NEW YORK – New research suggests a 23-gene clonal expression biomarker known as the "Outcome Risk Associated Lung Expression" or ORACLE test can provide prognostic insights for individuals with early-stage lung adenocarcinoma, a form of non-small cell lung cancer (NSCLC).
"The typical single-site needle biopsy samples less than 1 percent of the primary tumor mass, failing to capture the full extent of genetic and transcriptomic [intratumor heterogeneity] within individual tumors," the researchers wrote in a paper published in Nature Cancer on Thursday. The team was led by Charles Swanton of University College London and the Francis Crick Institute and Nicolai Birkbak of University College London, the Francis Crick Institute, and Aarhus University.
"To address this sampling bias problem," the authors explained, "we previously reported the development of a clonal expression biomarker (ORACLE), which is associated with [overall survival] outcomes in retrospective cohorts."
As part of their effort to prospectively validate the ORACLE approach, the investigators profiled mutation and clonal gene expression patterns across 450 tumor regions from 184 treatment-naïve TRACERx study participants with stage I to stage III lung adenocarcinoma.
Specifically, they looked at clonal mutation frequencies in several cancer driver genes in tumor regions classified as high-risk or low-risk by the ORACLE test as outlined in a study that Swanton and other TRACERx Consortium members published in Nature Medicine in 2019, identifying relationships between the genetic alterations and risky expression profiles revealed by ORACLE.
From there, the team considered the potential consequences of tumor sampling bias in an ORACLE validation cohort comprised of 158 TRACERx participants with lung adenocarcinoma who had not been tested in the past, focusing on 122 stage I to III lung adenocarcinoma patients with available multiregion RNA-seq data spanning 333 tumor regions.
By comparing the ORACLE scores for each tumor region with classifications developed for the corresponding tumor overall, the researchers found that all but 19 of the 122 tumor regions had high- or low-risk classifications that were concordant with the risk estimates established for the broader tumor.

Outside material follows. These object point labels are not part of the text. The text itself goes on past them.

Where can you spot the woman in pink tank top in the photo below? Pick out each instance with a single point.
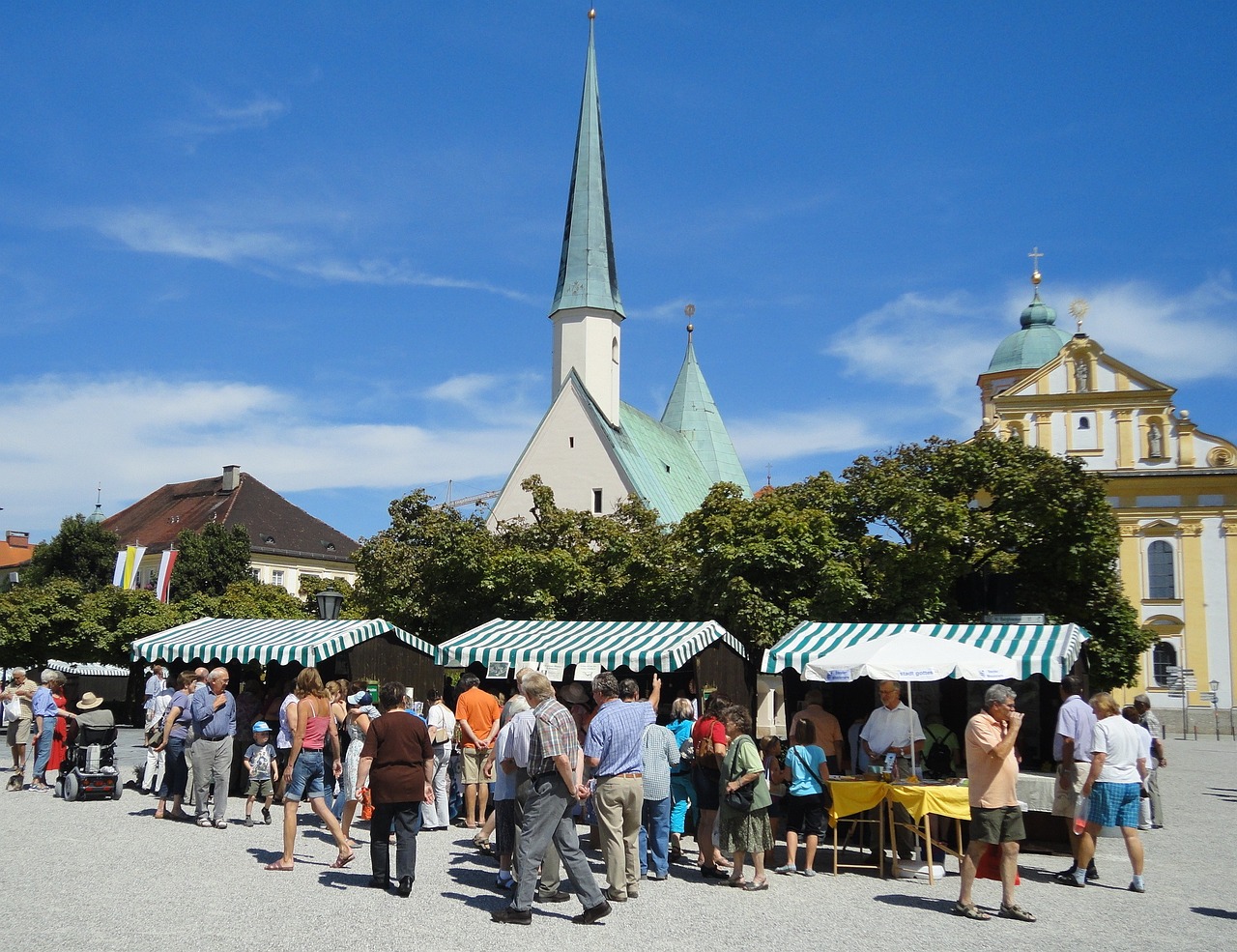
(304, 776)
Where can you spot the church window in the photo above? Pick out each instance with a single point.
(1163, 659)
(1161, 578)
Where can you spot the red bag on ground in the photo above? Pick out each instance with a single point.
(990, 866)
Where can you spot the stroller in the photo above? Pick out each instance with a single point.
(89, 769)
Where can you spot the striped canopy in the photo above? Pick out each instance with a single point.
(1047, 649)
(665, 646)
(268, 639)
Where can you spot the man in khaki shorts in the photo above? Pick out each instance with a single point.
(18, 729)
(1072, 748)
(476, 713)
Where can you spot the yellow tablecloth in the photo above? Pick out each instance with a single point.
(941, 800)
(855, 796)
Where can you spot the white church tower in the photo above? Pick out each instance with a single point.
(588, 308)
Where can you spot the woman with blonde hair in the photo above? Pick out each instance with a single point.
(314, 730)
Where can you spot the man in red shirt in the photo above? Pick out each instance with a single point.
(476, 712)
(996, 818)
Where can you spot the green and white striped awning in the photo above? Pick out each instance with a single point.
(665, 646)
(268, 639)
(1047, 649)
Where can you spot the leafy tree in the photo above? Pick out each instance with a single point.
(425, 571)
(764, 563)
(82, 550)
(209, 561)
(960, 530)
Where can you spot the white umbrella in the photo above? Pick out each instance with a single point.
(910, 656)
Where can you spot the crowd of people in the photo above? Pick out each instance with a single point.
(546, 761)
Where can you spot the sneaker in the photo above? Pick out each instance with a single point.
(592, 913)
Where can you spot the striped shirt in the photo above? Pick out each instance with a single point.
(661, 753)
(617, 737)
(555, 735)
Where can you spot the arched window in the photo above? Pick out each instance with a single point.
(1161, 578)
(1163, 658)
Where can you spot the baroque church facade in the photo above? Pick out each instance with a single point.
(591, 447)
(1171, 485)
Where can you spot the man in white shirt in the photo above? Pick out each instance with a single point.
(895, 729)
(1072, 749)
(1113, 784)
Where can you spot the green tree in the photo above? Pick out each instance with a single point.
(424, 572)
(82, 550)
(209, 561)
(959, 530)
(762, 565)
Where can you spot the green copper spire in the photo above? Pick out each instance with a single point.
(693, 412)
(587, 275)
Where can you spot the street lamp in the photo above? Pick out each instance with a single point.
(330, 603)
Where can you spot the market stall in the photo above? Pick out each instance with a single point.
(577, 650)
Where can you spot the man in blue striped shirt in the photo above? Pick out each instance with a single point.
(614, 747)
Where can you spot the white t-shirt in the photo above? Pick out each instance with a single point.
(886, 729)
(1122, 747)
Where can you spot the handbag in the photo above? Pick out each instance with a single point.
(826, 793)
(741, 797)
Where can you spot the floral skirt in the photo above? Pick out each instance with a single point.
(750, 832)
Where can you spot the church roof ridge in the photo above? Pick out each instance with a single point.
(587, 275)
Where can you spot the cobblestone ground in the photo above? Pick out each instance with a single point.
(101, 876)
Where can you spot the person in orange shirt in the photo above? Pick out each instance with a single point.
(996, 818)
(476, 712)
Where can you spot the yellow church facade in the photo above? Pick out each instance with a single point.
(1171, 485)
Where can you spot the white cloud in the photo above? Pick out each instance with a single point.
(65, 435)
(941, 344)
(220, 119)
(796, 435)
(215, 235)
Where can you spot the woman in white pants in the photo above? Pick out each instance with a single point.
(437, 815)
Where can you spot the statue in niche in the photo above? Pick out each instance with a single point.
(1154, 442)
(1081, 376)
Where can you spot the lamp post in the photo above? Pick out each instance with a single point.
(330, 603)
(1215, 705)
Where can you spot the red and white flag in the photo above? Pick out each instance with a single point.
(164, 574)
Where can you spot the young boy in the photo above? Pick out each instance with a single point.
(264, 771)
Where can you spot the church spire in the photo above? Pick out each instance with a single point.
(587, 275)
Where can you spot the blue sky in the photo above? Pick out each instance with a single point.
(321, 240)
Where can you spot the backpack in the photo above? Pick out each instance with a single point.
(940, 760)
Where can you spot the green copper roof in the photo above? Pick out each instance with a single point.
(1034, 345)
(693, 413)
(587, 275)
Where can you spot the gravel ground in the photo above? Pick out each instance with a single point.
(115, 876)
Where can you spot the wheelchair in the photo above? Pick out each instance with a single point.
(89, 768)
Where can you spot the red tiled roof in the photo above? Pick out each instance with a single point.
(274, 526)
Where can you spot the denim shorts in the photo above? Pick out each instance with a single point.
(308, 778)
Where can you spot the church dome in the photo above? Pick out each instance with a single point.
(1034, 345)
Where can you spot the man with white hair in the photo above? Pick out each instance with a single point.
(215, 725)
(22, 689)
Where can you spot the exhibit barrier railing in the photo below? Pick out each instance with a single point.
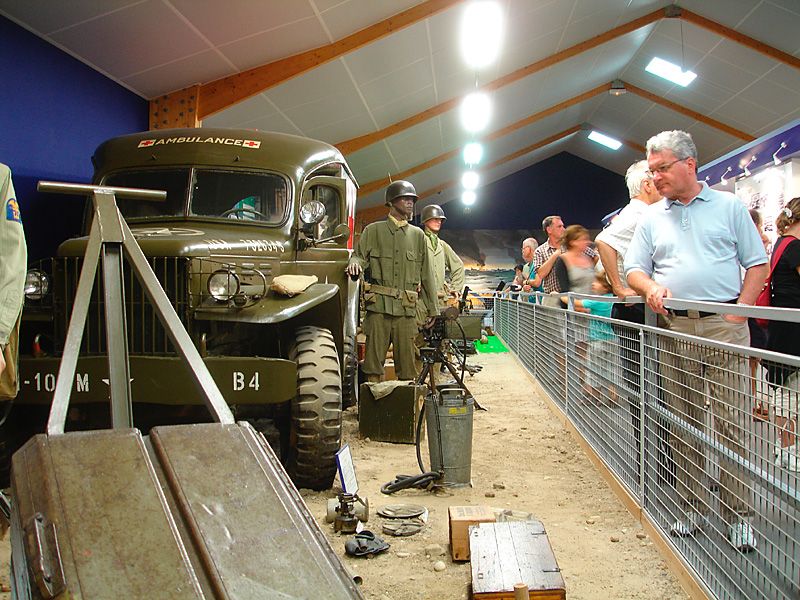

Across all 158 lung adenocarcinoma patients in the cohort, meanwhile, the team's overall survival analyses linked age-, sex-, smoking-, tumor stage-, and treatment-adjusted overall survival times to risk estimates based on average ORACLE scores for distinct regions from the same tumor.
Similarly, when the team analyzed data from random tumor region samples to simulate the availability of single-biopsy samples in clinical settings, it continued to see significant ties between overall survival and ORACLE scores — findings that were validated further using data for another 70 stage I cases of lung adenocarcinoma from the TRACERx study.
"The association between ORACLE and clinical outcomes was significant for lung cancer-specific survival and [disease-free survival]," the authors reported. "As an RNA marker, ORACLE complemented the use of liquid biopsy (ctDNA) and pathology (STAS) markers to predict 5-year survival outcomes."
The analyses further pointed to apparent ties between ORACLE classifications and adjuvant chemotherapy response and lung cancer evolution patterns. In addition, the investigators showed that the clonal expression approach can help to identify lung adenocarcinoma cases with increased potential for invasive or metastatic disease.
Together, the authors explained, the current findings suggest that expression-based markers and clinical-grade assays developed in the future may hold the potential for guiding treatment decisions and patient risk stratification in lung cancer, similar to the existing Oncotype DX or Agendia MammaPrint assays in breast cancer.
"Breast cancer trials have prospectively evaluated the use of RNA markers to refine risk stratification for chemotherapy, thereby reducing overtreatment," they noted. "A similar approach, designing a randomized Phase III trial comparing observation versus chemotherapy or closer surveillance for ORACLE high-risk tumors, may similarly move the needle for precision diagnostics in lung cancer."